Etihad Airways is one of the biggest airlines based out of the United Arab Emirates. In total, it operates more than a thousand flights on a weekly basis, which connect places that range from the Middle East to Asia, Africa, Europe, and the Americas. As a result, it should come as no surprise to learn that its fleet numbers more than a 100 planes from both Airbus and Boeing, which include 10 Airbus A380s. Here are 10 things that you may or may not have known about the Etihad A380:

1. It Is Operated by the Flag Carrier

Etihad Airways is the flag carrier of the United Arab Emirates, which is based on the fact that it is state-owned. However, it is interesting in that it isn’t the sole flag carrier, seeing as how it shares that status with Emirates, which is rather unusual but nonetheless something that can happen.

2. It Is Operated by the Second Bigger Airline in the United Arab Emirates

The biggest airline in the United Arab Emirates would be Emirates. As for Etihad Airways, well, it occupies the second position.

3. Started Seeing Use in 2014

In total, Etihad Airways ordered 10 A380s from Airbus, with the result that they were able to start seeing service in 2014. This makes it one of the sixteen airlines that have been confirmed to have made such purchases from Airbus. With that said, the size of its purchase isn’t particularly notable, whereas the same can’t be said for Emirates, which has been responsible for 162 of the more than 300 planes that have been ordered so far.

4. Each One Carries 498 Passengers

Each of Etihad Airways’s A380s can carry a total of 498 passengers. Most of these passengers fall under Economy class. However, there is seating for 70 Business class passengers as well as 11 First class passengers.

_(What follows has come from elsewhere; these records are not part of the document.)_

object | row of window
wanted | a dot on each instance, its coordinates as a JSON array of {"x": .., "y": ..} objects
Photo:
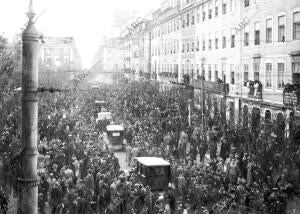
[
  {"x": 280, "y": 72},
  {"x": 195, "y": 45},
  {"x": 190, "y": 18},
  {"x": 270, "y": 70}
]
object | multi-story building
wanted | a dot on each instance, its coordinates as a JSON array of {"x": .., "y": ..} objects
[
  {"x": 59, "y": 60},
  {"x": 141, "y": 49},
  {"x": 241, "y": 55},
  {"x": 165, "y": 43}
]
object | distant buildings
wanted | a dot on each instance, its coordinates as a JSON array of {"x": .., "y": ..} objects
[
  {"x": 59, "y": 60},
  {"x": 248, "y": 52}
]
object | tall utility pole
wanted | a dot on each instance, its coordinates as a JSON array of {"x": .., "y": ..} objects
[
  {"x": 29, "y": 179},
  {"x": 203, "y": 101}
]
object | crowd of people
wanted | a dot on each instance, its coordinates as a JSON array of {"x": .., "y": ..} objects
[{"x": 215, "y": 167}]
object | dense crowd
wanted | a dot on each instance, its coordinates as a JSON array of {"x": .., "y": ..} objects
[{"x": 215, "y": 167}]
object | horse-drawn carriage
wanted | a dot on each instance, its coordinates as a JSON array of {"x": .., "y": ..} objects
[
  {"x": 153, "y": 172},
  {"x": 115, "y": 135}
]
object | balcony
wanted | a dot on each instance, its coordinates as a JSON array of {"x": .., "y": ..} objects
[
  {"x": 211, "y": 86},
  {"x": 291, "y": 96}
]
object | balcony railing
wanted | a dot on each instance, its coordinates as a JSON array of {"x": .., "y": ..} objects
[{"x": 254, "y": 89}]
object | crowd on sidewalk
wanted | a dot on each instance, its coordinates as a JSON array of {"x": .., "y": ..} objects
[{"x": 214, "y": 166}]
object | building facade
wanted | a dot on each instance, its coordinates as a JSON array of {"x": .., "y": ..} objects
[
  {"x": 59, "y": 61},
  {"x": 239, "y": 55}
]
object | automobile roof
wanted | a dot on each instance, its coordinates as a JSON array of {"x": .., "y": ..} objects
[{"x": 152, "y": 161}]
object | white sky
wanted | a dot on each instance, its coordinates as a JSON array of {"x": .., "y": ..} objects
[{"x": 86, "y": 20}]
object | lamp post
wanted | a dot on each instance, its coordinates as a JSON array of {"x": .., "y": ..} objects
[
  {"x": 29, "y": 179},
  {"x": 203, "y": 102}
]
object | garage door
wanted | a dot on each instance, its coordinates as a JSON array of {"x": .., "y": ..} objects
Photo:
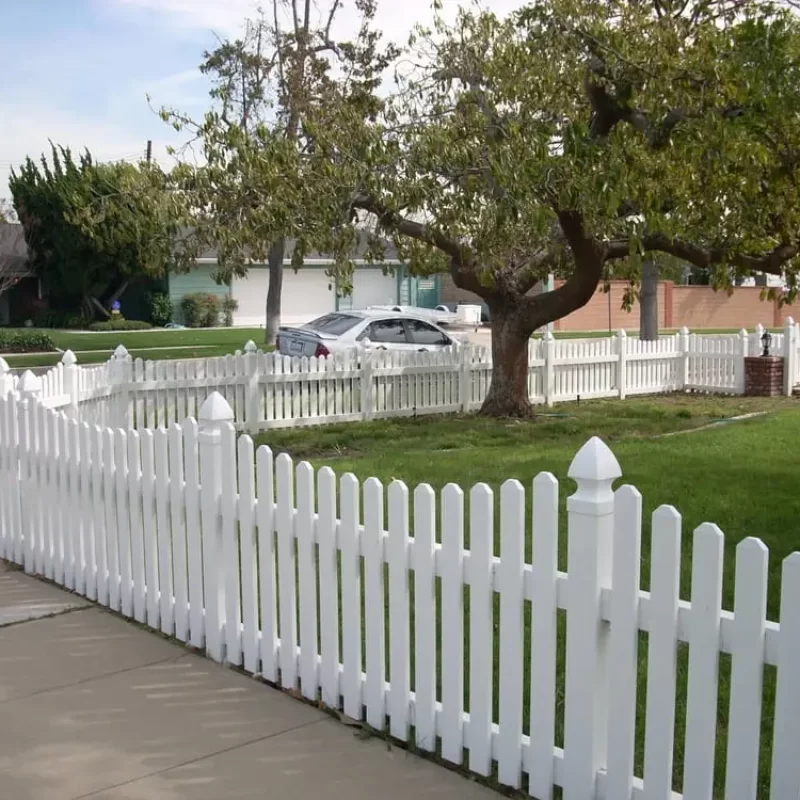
[
  {"x": 372, "y": 288},
  {"x": 306, "y": 295}
]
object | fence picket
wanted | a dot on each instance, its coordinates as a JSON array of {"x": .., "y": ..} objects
[
  {"x": 307, "y": 575},
  {"x": 177, "y": 522},
  {"x": 287, "y": 565},
  {"x": 351, "y": 596},
  {"x": 481, "y": 636},
  {"x": 786, "y": 732},
  {"x": 747, "y": 669},
  {"x": 662, "y": 653},
  {"x": 150, "y": 528},
  {"x": 701, "y": 701},
  {"x": 374, "y": 604},
  {"x": 544, "y": 621},
  {"x": 328, "y": 587},
  {"x": 194, "y": 550},
  {"x": 424, "y": 617},
  {"x": 249, "y": 549},
  {"x": 230, "y": 550},
  {"x": 399, "y": 603},
  {"x": 624, "y": 641},
  {"x": 452, "y": 731},
  {"x": 512, "y": 560}
]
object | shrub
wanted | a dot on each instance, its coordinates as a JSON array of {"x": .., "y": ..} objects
[
  {"x": 25, "y": 342},
  {"x": 120, "y": 324},
  {"x": 200, "y": 310},
  {"x": 229, "y": 305},
  {"x": 161, "y": 309}
]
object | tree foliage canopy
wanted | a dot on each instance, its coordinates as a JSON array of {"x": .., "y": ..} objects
[{"x": 92, "y": 228}]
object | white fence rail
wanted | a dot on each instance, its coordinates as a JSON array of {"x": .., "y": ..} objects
[{"x": 261, "y": 562}]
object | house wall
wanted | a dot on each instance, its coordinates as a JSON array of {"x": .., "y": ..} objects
[{"x": 199, "y": 279}]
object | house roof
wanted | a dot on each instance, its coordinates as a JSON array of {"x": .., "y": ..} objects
[
  {"x": 13, "y": 249},
  {"x": 358, "y": 251}
]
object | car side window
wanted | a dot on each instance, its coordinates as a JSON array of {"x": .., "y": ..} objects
[
  {"x": 423, "y": 333},
  {"x": 386, "y": 331}
]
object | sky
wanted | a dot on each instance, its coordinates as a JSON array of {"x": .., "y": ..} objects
[{"x": 78, "y": 72}]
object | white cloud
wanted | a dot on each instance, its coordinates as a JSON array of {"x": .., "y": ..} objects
[
  {"x": 395, "y": 18},
  {"x": 27, "y": 127}
]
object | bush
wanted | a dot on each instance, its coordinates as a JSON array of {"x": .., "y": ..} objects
[
  {"x": 25, "y": 342},
  {"x": 200, "y": 310},
  {"x": 161, "y": 309},
  {"x": 121, "y": 324},
  {"x": 229, "y": 305}
]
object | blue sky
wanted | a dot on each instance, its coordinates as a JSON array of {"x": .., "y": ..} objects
[{"x": 78, "y": 71}]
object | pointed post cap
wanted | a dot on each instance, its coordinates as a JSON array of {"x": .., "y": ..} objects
[
  {"x": 29, "y": 384},
  {"x": 594, "y": 469},
  {"x": 69, "y": 359},
  {"x": 214, "y": 412}
]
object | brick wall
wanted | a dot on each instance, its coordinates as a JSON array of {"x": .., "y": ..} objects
[{"x": 696, "y": 307}]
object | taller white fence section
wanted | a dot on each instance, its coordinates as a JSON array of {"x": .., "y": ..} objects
[{"x": 391, "y": 604}]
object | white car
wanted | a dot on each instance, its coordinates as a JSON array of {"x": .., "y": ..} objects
[{"x": 374, "y": 328}]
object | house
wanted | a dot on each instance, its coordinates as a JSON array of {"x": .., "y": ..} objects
[
  {"x": 308, "y": 292},
  {"x": 19, "y": 288}
]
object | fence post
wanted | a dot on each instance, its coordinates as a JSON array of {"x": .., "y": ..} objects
[
  {"x": 122, "y": 390},
  {"x": 71, "y": 381},
  {"x": 29, "y": 389},
  {"x": 744, "y": 351},
  {"x": 590, "y": 532},
  {"x": 6, "y": 378},
  {"x": 465, "y": 378},
  {"x": 251, "y": 408},
  {"x": 790, "y": 357},
  {"x": 367, "y": 403},
  {"x": 549, "y": 383},
  {"x": 683, "y": 347},
  {"x": 214, "y": 416}
]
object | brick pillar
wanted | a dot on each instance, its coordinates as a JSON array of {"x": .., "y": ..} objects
[{"x": 763, "y": 376}]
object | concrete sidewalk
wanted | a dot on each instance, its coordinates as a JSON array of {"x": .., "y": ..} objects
[{"x": 92, "y": 706}]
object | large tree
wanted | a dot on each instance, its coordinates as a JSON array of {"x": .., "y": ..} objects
[
  {"x": 569, "y": 136},
  {"x": 91, "y": 228},
  {"x": 264, "y": 86}
]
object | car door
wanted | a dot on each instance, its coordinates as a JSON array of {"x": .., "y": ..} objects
[
  {"x": 424, "y": 336},
  {"x": 387, "y": 334}
]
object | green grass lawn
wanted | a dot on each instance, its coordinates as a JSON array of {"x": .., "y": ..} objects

5. Includes “The Residence by Etihad”

The most notable of the First class seats on one of Etihad Airways’s A380s might be “The Residence by Etihad.” In short, it is a three-room suite that consists of a bedroom, a living room, and a shower room, which is rather rare on a commercial airline to say the least. Said suite is meant for a pair of people traveling together rather than someone traveling on their own.

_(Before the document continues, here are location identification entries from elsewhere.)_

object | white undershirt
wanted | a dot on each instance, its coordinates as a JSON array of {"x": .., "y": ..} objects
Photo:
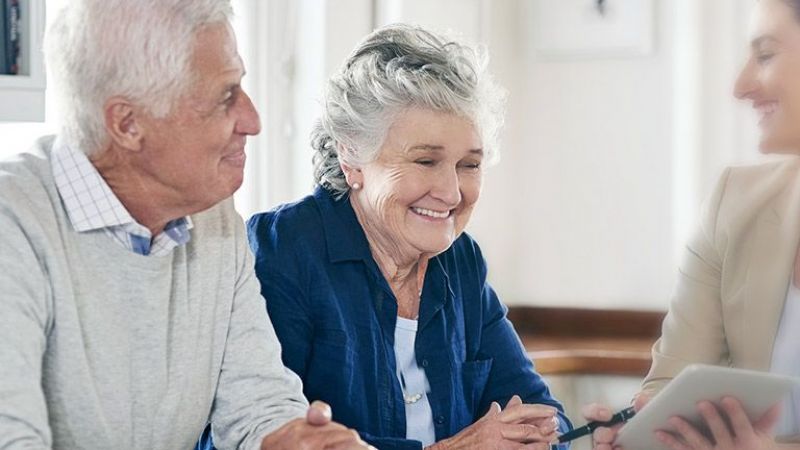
[
  {"x": 786, "y": 359},
  {"x": 419, "y": 418}
]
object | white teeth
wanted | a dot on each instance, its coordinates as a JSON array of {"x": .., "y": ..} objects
[
  {"x": 431, "y": 213},
  {"x": 767, "y": 108}
]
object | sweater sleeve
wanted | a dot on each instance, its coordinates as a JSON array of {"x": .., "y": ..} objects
[
  {"x": 256, "y": 394},
  {"x": 24, "y": 323}
]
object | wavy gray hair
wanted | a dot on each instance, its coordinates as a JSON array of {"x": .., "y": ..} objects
[
  {"x": 138, "y": 49},
  {"x": 395, "y": 68}
]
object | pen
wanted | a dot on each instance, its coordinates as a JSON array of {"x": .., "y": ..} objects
[{"x": 620, "y": 417}]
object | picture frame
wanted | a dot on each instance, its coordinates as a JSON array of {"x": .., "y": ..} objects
[{"x": 585, "y": 29}]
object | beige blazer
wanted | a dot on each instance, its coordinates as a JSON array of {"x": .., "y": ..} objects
[{"x": 733, "y": 279}]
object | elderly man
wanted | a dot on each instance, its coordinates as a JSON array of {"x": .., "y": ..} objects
[{"x": 130, "y": 316}]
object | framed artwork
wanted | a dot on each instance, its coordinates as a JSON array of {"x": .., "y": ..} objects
[{"x": 575, "y": 29}]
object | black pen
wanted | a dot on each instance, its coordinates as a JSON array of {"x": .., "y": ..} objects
[{"x": 620, "y": 417}]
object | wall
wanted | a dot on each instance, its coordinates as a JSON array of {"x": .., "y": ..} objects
[{"x": 605, "y": 161}]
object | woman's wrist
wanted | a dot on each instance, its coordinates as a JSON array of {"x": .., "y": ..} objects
[{"x": 441, "y": 445}]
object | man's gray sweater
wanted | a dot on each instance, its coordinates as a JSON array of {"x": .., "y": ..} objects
[{"x": 103, "y": 348}]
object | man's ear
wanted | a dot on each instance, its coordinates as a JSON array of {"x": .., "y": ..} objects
[{"x": 122, "y": 123}]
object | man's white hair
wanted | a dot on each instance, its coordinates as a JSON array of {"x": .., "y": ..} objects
[{"x": 137, "y": 49}]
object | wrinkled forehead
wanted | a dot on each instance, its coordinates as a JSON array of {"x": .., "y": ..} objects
[
  {"x": 214, "y": 54},
  {"x": 773, "y": 19}
]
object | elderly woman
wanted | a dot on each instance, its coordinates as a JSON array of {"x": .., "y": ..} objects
[
  {"x": 737, "y": 301},
  {"x": 379, "y": 298}
]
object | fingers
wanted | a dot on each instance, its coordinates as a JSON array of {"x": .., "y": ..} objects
[
  {"x": 526, "y": 433},
  {"x": 494, "y": 410},
  {"x": 536, "y": 446},
  {"x": 596, "y": 411},
  {"x": 604, "y": 436},
  {"x": 719, "y": 429},
  {"x": 767, "y": 422},
  {"x": 739, "y": 421},
  {"x": 319, "y": 413},
  {"x": 344, "y": 440},
  {"x": 641, "y": 399},
  {"x": 688, "y": 433},
  {"x": 515, "y": 400},
  {"x": 670, "y": 441},
  {"x": 526, "y": 413}
]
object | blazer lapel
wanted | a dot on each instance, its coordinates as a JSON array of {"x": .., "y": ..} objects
[{"x": 769, "y": 274}]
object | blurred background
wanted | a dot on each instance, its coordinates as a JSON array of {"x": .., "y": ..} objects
[{"x": 620, "y": 117}]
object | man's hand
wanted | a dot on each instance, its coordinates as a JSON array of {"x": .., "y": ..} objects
[{"x": 316, "y": 432}]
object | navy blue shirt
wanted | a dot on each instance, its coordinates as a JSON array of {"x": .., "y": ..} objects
[{"x": 334, "y": 314}]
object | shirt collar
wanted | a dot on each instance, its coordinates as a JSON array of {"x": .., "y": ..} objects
[
  {"x": 89, "y": 200},
  {"x": 344, "y": 235}
]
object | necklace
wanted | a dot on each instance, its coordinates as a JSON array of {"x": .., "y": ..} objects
[{"x": 408, "y": 399}]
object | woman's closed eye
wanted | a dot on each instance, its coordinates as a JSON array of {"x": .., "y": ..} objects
[{"x": 764, "y": 57}]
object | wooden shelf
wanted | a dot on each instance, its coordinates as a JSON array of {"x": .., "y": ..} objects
[
  {"x": 575, "y": 341},
  {"x": 22, "y": 96}
]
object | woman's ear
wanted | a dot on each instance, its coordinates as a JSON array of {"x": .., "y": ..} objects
[
  {"x": 353, "y": 175},
  {"x": 122, "y": 123}
]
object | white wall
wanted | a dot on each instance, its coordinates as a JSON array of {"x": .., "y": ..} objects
[{"x": 605, "y": 161}]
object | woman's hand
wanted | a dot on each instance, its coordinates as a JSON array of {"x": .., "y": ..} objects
[
  {"x": 519, "y": 426},
  {"x": 741, "y": 435},
  {"x": 603, "y": 438}
]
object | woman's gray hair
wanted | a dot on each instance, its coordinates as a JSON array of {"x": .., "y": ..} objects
[
  {"x": 395, "y": 68},
  {"x": 138, "y": 49}
]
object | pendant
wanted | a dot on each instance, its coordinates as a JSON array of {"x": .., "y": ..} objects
[{"x": 411, "y": 399}]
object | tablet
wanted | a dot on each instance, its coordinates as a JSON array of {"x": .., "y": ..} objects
[{"x": 757, "y": 391}]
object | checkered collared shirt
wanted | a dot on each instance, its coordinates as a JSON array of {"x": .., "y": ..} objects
[{"x": 92, "y": 205}]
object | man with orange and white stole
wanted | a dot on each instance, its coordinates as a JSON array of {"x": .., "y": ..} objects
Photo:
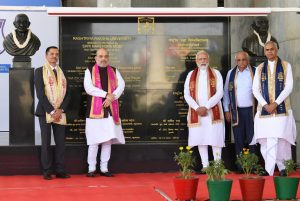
[
  {"x": 103, "y": 85},
  {"x": 203, "y": 91},
  {"x": 51, "y": 90},
  {"x": 274, "y": 123}
]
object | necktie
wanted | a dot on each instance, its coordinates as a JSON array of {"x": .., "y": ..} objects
[{"x": 55, "y": 73}]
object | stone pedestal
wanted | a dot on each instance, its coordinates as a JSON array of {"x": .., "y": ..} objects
[
  {"x": 21, "y": 62},
  {"x": 21, "y": 106}
]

6. Includes “First Apartments”

Meanwhile, the other nine First class seats consist of “First Apartments,” which come with a chair as well as a separate bed. Besides this, there are various other amenities, with an excellent example being the fully-functional vanity that comes complete with a make-up mirror that lights up as needed.

7. Six “First Apartments” Are Interconnected

Out of the nine “First Apartments,” a full six of them are inter-connected in nature. Something that makes them a good choice for people who are traveling together rather than on their own, seeing as how it can make it much easier for them to share a meal, hold a short meeting, and otherwise interact with one another.

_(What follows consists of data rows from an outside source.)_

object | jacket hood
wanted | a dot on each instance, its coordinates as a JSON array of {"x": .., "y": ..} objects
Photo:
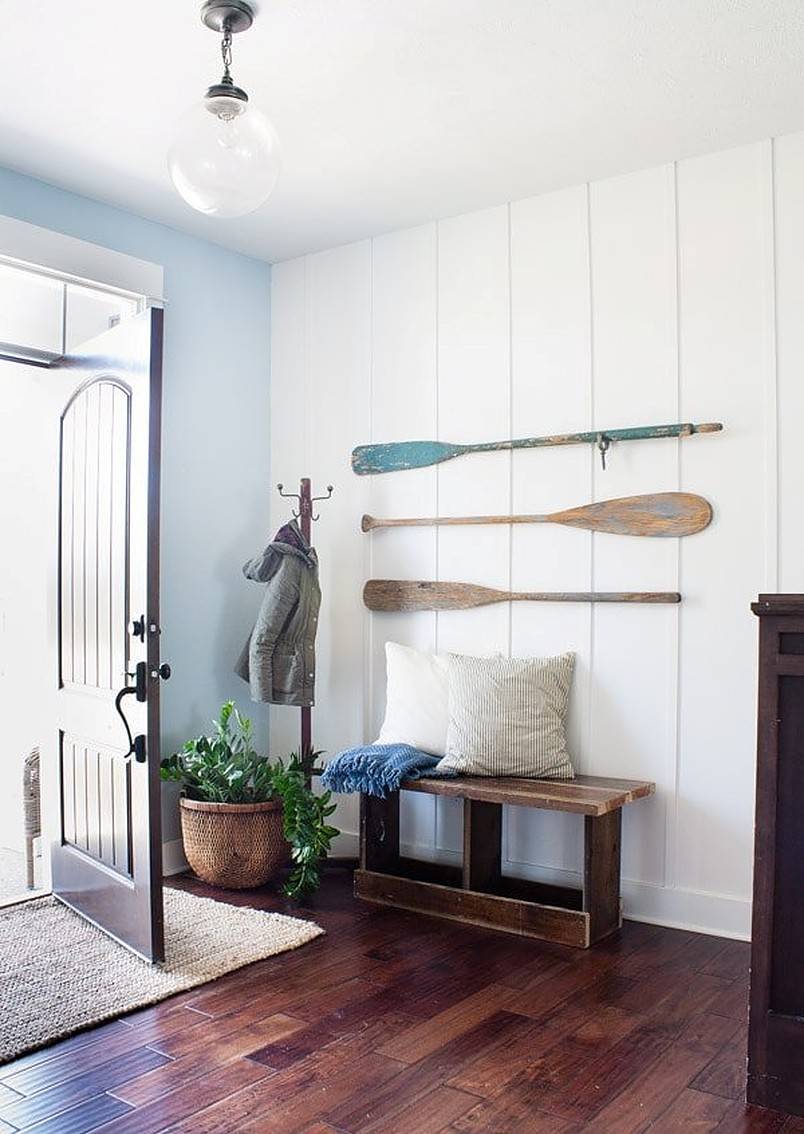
[{"x": 287, "y": 543}]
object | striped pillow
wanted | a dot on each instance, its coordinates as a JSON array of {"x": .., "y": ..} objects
[{"x": 507, "y": 717}]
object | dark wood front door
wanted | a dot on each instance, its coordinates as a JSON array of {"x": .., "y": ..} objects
[{"x": 106, "y": 855}]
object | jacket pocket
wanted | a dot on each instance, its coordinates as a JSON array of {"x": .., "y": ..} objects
[{"x": 288, "y": 673}]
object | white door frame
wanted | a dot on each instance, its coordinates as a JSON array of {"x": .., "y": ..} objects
[{"x": 78, "y": 261}]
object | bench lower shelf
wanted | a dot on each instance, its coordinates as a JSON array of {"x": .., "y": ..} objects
[{"x": 561, "y": 924}]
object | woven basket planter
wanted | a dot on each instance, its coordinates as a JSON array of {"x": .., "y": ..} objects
[{"x": 234, "y": 845}]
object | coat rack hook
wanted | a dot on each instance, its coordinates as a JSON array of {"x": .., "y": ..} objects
[
  {"x": 290, "y": 496},
  {"x": 313, "y": 499}
]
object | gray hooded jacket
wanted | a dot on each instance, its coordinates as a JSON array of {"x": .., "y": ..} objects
[{"x": 279, "y": 658}]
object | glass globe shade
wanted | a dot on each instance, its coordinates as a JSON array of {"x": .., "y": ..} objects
[{"x": 225, "y": 158}]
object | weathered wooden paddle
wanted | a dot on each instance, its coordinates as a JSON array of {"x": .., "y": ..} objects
[
  {"x": 397, "y": 455},
  {"x": 660, "y": 514},
  {"x": 402, "y": 594}
]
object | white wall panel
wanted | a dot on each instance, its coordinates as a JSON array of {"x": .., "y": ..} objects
[
  {"x": 551, "y": 367},
  {"x": 648, "y": 298},
  {"x": 404, "y": 406},
  {"x": 789, "y": 265},
  {"x": 725, "y": 272},
  {"x": 633, "y": 710},
  {"x": 473, "y": 405}
]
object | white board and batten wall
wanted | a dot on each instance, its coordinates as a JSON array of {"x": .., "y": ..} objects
[{"x": 674, "y": 294}]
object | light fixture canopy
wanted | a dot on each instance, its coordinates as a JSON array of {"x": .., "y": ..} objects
[{"x": 225, "y": 158}]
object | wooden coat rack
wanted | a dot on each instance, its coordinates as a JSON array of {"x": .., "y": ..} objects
[{"x": 305, "y": 517}]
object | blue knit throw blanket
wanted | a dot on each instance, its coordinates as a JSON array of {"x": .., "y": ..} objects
[{"x": 378, "y": 769}]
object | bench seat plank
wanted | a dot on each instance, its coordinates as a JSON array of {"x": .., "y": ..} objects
[{"x": 585, "y": 795}]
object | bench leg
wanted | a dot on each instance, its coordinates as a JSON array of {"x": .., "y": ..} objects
[
  {"x": 602, "y": 873},
  {"x": 380, "y": 834},
  {"x": 482, "y": 845}
]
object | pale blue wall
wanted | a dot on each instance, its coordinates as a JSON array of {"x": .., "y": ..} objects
[{"x": 216, "y": 488}]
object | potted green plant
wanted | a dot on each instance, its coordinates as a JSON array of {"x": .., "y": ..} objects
[{"x": 245, "y": 817}]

8. Wide-Bodied Double Decker

Some people might wonder how the A380 has so much room. If so, they should know that the plane is a wide-bodied double decker, which means exactly what it sounds like. In short, the A380 is wider. Moreover, it has not one but two decks for passengers.

9. Meant to Challenge Boeing Head-On

Speaking of which, it is interesting to note that the A380 was meant to challenge Boeing head-on. In short, Boeing possessed an overwhelming position in the market for large aircraft, so much so that it wouldn’t be inaccurate to say that it held a monopoly at the time. The A380 was meant to carve out a position for Airbus in the same market, which is something that it has had some success in. However, having said this, its effort in this regard hasn’t exactly proceeded in a perfectly smooth and uninterrupted manner either.

10. The A380 Has Had Aviation Occurrences in the Past

So far, the A380 hasn’t had any hull losses. However, it has been involved in a couple of incidents. The first time was a Qantas flight that had an uncontained engine failure, which was caused by a defective oil pipe that led to an engine fire. The second time was an Air France flight that suffered what seemed like an uncontained engine failure as well. There were no casualties in either case.